There is that special smell when coming off the aircraft, I think its a combination of pine trees, garlic, olives trees, diesel fuel and Ducados, its lovely, and reminds me I´m home again!, Regards Rob


----------



## jojo (Sep 20, 2007)

rjnpenang said:


> There is that special smell when coming off the aircraft, I think its a combination of pine trees, garlic, olives trees, diesel fuel and Ducados, its lovely, and reminds me I´m home again!, Regards Rob



You're right!! Thats exactly it, the smell! Its all of those things with a tinge of dryness. Then you drive out of the airport passed the San Miguel factory and theres "that" smell!!!!!!! And the colours, everything seems brighter and more spacious, like the contrast has been turned up...... and the mountains in the distance, the palm trees, cacti, olive trees, cicados, dust, heat haze, pale roads........ Its very special isnt it

Jo xxx


----------



## danieldoyle1 (May 10, 2010)

Good to know your knee is getting better Jo. I really cannot wait to move over there the Uk is soooo boring.


----------



## Stravinsky (Aug 12, 2007)

Welcome home!


----------



## kathyd (May 28, 2007)

rjnpenang said:


> There is that special smell when coming off the aircraft, I think its a combination of pine trees, garlic, olives trees, diesel fuel and Ducados, its lovely, and reminds me I´m home again!, Regards Rob


Hi all ,have not been posting for a while as I have been in chaos packing up a 3 storey house...never again.....!!!

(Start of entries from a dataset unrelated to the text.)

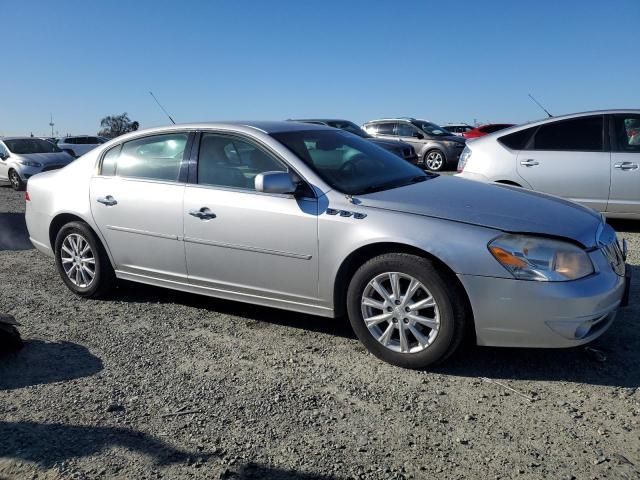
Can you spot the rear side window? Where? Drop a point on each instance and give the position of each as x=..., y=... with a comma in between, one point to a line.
x=157, y=158
x=578, y=134
x=517, y=140
x=627, y=131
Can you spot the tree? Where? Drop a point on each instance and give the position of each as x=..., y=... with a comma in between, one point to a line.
x=115, y=125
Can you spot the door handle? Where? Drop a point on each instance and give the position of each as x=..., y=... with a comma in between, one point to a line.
x=203, y=214
x=626, y=166
x=109, y=201
x=529, y=163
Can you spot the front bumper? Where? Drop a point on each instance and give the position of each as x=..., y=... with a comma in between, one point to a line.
x=518, y=313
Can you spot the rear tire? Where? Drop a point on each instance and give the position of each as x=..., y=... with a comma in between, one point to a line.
x=82, y=261
x=441, y=305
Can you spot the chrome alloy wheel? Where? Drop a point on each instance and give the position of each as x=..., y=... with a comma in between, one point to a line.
x=78, y=260
x=400, y=312
x=435, y=160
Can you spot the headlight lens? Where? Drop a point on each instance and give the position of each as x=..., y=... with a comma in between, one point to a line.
x=28, y=163
x=543, y=259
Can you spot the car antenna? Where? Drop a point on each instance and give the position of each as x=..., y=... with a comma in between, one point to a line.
x=538, y=103
x=167, y=113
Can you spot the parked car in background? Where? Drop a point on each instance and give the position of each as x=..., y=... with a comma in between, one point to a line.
x=316, y=220
x=486, y=129
x=80, y=144
x=591, y=158
x=458, y=128
x=437, y=148
x=402, y=149
x=23, y=157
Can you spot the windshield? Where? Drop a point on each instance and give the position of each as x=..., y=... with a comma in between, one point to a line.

We are leaving N.Ireland on 13th August and spending 5 days driving over. Must admit the forum has been super in getting the info we need .
I wanted to agree with your comment on smells .the smell sensation is so powerful and it immediately brings back pictures .I remember when I was in boarding school and I used to travel out to East Africa three times a year. As soon as I got off the plane the brightness would hit me and then the smells.

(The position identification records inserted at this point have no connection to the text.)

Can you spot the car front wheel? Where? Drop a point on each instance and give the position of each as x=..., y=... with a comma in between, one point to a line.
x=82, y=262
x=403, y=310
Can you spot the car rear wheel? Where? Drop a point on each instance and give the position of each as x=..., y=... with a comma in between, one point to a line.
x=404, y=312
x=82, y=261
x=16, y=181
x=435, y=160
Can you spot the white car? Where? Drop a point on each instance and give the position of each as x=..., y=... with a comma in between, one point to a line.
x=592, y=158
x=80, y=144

the smell of murram [red dust roads ] the smell of the bush grass and the smells of dryness. then the noises of the crickets..just lovely.

We are staying with my mum untill we leave on 13th. Probably going to invest in a trailer as the original number of bags seems to have doubled!

Looking forward to it and JOJO glad to hear you are happy to be back ..incourages me that we have made the right decision


----------



## jojo (Sep 20, 2007)

kathyd said:


> Looking forward to it and JOJO glad to hear you are happy to be back ..incourages me that we have made the right decision



Hi Kathy, now read this thread http://www.expatforum.com/expats/spain-expat-forum-expats-living-spain/54570-going-back.html 

Jo xxx


----------



## griz616 (Sep 9, 2008)

jojo said:


> Finally back after a rather harrowing week in the UK!!! There is something about Spain, the minute I get off the plane it feels like something lifts my mood and I feel "home". The sunshine and the warmth is so lovely and I'm really glad to be back!! Sadly, my children and husband have stayed in the UK for another week (long story) and I may have to go back there yet again next week (funeral), but just to say that its lovely to be back again!!!
> 
> Jo xxx


And now only a few days later you are off??????????????:confused2::confused2:


----------